Beitrag von ramses » Sa, 08. Jun 2019 8:22

Jimmy

meiner Meinung nach drängen so viele Leute/Firmen in die Cloud weil sie dann keine eigene Server/Räume und Service / Personal benötigen sondern dieser Service zum monatlichen Fixpreis angeboten bekommen. Was meistens günstiger ist als die Selbstkosten beim Eigenbetrieb. Für die Fälle eines Stromausfalls musst du nur den Router an die USV anschliessen, dann läuft auch das Internet weiter. Das ist hier wenigstens so wenn du Internet übers Festnetz hast, den die DSLAMs haben auch eine USV
Beim Internet übers TV-Kabel ist es allerdings anders.

Ich würde auch nie in die Cloud wechseln! Vorher zurück zur IBM Kugelkopf.
Aber wenn es ums Sparen geht, und die Summe entsprechend ist, werden vielfach sämtliche Sicherheitsbedenken und Werte über Bord geworfen. So a la "Geiz ist Geil" Bei der nächsten GV können dann stolz "Einsparungen" präsentiert werden.

Es ist auch ein "seriöser" Umstieg in die Cloud möglich.

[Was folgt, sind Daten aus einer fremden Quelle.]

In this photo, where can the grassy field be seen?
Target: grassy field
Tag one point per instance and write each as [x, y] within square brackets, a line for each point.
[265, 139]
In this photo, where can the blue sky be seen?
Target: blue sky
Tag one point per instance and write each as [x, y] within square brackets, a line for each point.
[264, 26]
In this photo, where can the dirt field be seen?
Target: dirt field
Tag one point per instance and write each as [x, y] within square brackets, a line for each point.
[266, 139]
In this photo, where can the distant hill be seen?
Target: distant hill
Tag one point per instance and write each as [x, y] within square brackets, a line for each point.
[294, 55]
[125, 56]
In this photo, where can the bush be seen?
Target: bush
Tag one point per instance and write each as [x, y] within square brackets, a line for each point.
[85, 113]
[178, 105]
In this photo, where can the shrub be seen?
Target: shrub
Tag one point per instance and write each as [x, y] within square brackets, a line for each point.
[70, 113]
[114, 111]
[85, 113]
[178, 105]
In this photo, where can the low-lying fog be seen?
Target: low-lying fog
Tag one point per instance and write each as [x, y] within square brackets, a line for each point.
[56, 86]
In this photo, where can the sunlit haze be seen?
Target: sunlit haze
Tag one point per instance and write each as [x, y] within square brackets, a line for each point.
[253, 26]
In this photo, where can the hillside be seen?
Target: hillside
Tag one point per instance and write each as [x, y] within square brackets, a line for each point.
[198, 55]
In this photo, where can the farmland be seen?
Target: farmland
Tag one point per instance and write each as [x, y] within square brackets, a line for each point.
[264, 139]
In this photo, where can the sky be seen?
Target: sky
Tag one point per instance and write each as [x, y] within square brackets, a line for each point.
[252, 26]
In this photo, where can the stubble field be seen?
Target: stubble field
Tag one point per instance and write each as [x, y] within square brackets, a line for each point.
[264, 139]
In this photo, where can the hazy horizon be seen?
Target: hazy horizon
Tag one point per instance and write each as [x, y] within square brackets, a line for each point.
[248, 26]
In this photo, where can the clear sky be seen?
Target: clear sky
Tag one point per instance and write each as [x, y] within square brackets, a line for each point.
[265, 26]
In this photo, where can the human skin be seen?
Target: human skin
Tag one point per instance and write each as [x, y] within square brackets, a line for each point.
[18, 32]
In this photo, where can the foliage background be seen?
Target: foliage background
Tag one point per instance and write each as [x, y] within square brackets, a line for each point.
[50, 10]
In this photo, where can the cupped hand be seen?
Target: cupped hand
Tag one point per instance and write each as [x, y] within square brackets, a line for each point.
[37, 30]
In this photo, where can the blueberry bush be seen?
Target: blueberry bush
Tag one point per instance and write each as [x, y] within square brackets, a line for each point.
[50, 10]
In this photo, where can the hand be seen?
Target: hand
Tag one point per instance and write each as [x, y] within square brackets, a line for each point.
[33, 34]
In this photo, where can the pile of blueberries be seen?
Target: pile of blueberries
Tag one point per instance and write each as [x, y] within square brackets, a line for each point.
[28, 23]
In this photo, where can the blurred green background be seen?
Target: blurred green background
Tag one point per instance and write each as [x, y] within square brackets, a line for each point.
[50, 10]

Es muss ja nicht immer AWS usw, sein. Die Daten können auch einem Rechencenter im eigenen Land bleiben, sogar in der näheren Umgebung, oder im Rechencenter im Bunker, den Aufwand zur Sicherung den die zum Teil treiben ist schon gewaltig..... Aber, das ist der Pferdefuss der Cloud du bist nicht mehr Herr deiner Daten..... und das ist ein Macht Verlust den ich selbst *NIE* nie eingehen würde.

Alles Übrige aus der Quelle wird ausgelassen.